SYDNEY (Reuters) - Tennis Australia chief Steve Healy has labeled Bernard Tomic disrespectful and said Nick Kyrgios was picking unnecessary fights with Olympic officials as the debate over who should represent the country at the Rio Games continued on Wednesday.

Australia's Bernard Tomic hits a shot during his third round match against compatriot John Millman at the Australian Open tennis tournament at Melbourne Park, Australia, January 24, 2016. REUTERS/Brandon Malone

Kyrgios and Tomic are the country’s top ranked men’s players but were both warned last weekend by Australia’s chef de mission for the Games, Kitty Chiller, that they were among a group of athletes whose behavior was being monitored.

Tomic had been lambasted for holding his racket by the strings and not offering a shot when facing match point at last week’s Madrid Open, responding to criticism by saying: “Would you care if you were 23 and worth over $10 million?”

Chiller described the incident involving the world number 22 as “appalling” and TA President Healy said he was also concerned.

“I think it’s a disrespect for the game and his opponent, and that’s the thing that I think troubles us,” he told The Age newspaper.

“Bernard does some good things and then he disrespects the game. I think it’s a bit of an insult to the fans and to the opponent when you don’t try all the way through the match.

“He’s making progress in terms of his ranking, his performances and so on, and then he just does something that basically unwinds all the good he does, and so you shake your head in disbelief.”

Kyrgios’ response to Chiller’s warning came via a cheeky tweet and then at the Italian Open, where he said if Australia did not want their best players at the Rio Games “then so be it”.
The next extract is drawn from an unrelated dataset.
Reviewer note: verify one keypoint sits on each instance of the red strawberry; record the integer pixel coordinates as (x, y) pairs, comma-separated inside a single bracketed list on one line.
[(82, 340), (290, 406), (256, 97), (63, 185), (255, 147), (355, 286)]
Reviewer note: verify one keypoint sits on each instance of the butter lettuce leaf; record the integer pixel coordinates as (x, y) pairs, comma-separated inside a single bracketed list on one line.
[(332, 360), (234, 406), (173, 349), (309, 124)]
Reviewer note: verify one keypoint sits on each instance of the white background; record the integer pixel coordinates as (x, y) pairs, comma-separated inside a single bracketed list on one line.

Healy said the world number 20, who combines a rare tennis talent with a reputation for firing insults at fellow players, umpires and fans, had been “pretty good” this year but thought the 21-year-old should not have responded to Chiller.

“It’s unnecessary,” he said. “I don’t know why he wouldn’t just let it go. I wish he wouldn’t do that. I think he creates a rod for his own back.

“I just don’t think he needs to get into that sort of war. Why didn’t he just say ‘yeah, I acknowledge that’s part of the responsibility of representing Australia’? Or say nothing.”